Click here for the Daily Orange's inclusive journalism fellowship applications for this year


Culture

Sink or swim: In tough practices with SU water polo club, new members try to stay afloat

After her first water polo practice, Alex Zuckerman thought she’d never come back.

When she came to Syracuse University, she knew she wanted get involved with a sport. She saw the water polo table at the club fair, which harkened back to her competitive swimming days. The people manning the table assured Zuckerman that she could hold her own with the rest of the club if she had swam in high school.

‘I went to the first practice and thought, ‘Oh my God, I’m never doing this again. I can’t keep up,” said Zuckerman, now a senior broadcast journalism major.

Zuckerman decided to stick with it, and now finds herself the acting president of both the men’s and women’s water polo clubs.

Members of SU’s women’s water polo club are nothing short of athletes. In just a couple of practices with them, you’ll see why. The physically challenging training may bring some to consider throwing in the towel, but the camaraderie and intense competition make people stay.



Water polo, a wetter hybrid of soccer and basketball, is pretty basic. But things get tricky when players are not allowed to touch the bottom of the pool. Basically, they’re stuck treading water for seven-minute quarters.

With a limited introduction, new members are told to get in the pool and see how well they can keep up. Zuckerman said most new members played water polo or swam competitively in high school, but many newcomers arrive with the ability to swim one lap around the pool.’We say, ‘Alright, jump in. See if you can swim ten.”

Melanie Gauchy, a graduate student in the French program, showed up to her first water polo experience Sept. 13. She had only swam in junior high and admitted it was never as intense as those practices. 

‘I just chatted with my friends in the pool and swam a little bit,’ she said. ‘(Water polo) looks fun. Kind of brutal, and there are lots of possibilities to drown, but fun.’

For someone who relies on the doggie paddle, practices can be daunting. Swimming from one side of Webster Pool to the other is just 25 meters. Sounds easy enough. Swim 200 meters with your head down. When you’re done with that, do another 100, but just kick your legs. Getting tired yet? Try another 100 meters of sprints. 

Now who wants to play some water polo? Nope, there’s still some work to do. 

Next is tossing practice. The water polo ball is like a volleyball, but yellow and much harder. For those with small hands, there’s a hitch: You can’t use two hands to toss or catch the ball. You can only use one. This made practice really interesting. I can palm a baseball, and that’s about it. 
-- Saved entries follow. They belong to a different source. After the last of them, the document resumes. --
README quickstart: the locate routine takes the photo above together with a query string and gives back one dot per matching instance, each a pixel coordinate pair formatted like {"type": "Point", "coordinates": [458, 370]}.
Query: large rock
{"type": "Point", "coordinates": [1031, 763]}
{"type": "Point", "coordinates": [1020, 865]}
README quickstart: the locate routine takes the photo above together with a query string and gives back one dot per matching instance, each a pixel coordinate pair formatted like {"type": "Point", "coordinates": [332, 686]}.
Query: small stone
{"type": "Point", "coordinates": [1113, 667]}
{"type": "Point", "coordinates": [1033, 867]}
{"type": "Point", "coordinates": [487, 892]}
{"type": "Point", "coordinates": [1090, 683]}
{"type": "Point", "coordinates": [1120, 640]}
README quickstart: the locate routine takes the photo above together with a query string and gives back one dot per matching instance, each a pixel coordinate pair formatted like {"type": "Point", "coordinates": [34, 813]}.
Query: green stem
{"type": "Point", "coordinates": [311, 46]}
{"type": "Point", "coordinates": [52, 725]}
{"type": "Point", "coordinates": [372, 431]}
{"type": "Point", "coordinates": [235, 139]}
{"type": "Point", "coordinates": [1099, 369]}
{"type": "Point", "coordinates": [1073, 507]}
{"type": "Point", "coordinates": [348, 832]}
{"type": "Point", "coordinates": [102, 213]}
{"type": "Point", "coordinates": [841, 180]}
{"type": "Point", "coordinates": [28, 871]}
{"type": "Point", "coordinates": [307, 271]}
Then there’s an actual game. Don’t be scared if there are coed practices: It’s common. With separate male and female water polo clubs training in the same space, it gets crowded in that pool. But it’s for the best, since the clubs play each other in practice. It doesn’t hurt to see members of the opposite sex in skintight bathing suits, either.

The guys will put the game in front of gentlemanly airs, at first. They think like dogs: Ball? Oh, a ball! Mine! And then they’ll realize they bulldozed a 120-pound girl to get to it.

‘At a scrimmage, one guy literally ducked me under water and kept me there,’ Zuckerman said. ‘But then he pulled me up after he threw the ball.’

Contact is what’s best about the sport. It brings out primal instincts in even the most timid players. With only one final goal in mind, fighting your way to that yellow ball is like hunting in the woods for wild boar. Only less bloody.

A member of the water polo club for three years, junior social work major Micaela Scully has picked up some tips and tricks. She said girls need to cut their nails to a certain length for a game so they don’t scratch up opponents too much. Some things, as always, find their way through the cracks.

‘One of the girls forgot to clip her toenails, and my friend got cut pretty badly on her leg,’ Scully said. ‘There’s intense contact.’

The water polo club prides itself on the casual attitudes other club sports tend to forgo. No need to be intimidated with all club sports. In this sense, water polo on campus is perfect for anyone wanting to keep in shape without the threat of roster cuts. Plus, it’s just plain fun.

‘We’re really intense, but we’re fun,’ Zuckerman said. ‘We don’t cut people like other clubs. We just want people to enjoy themselves.’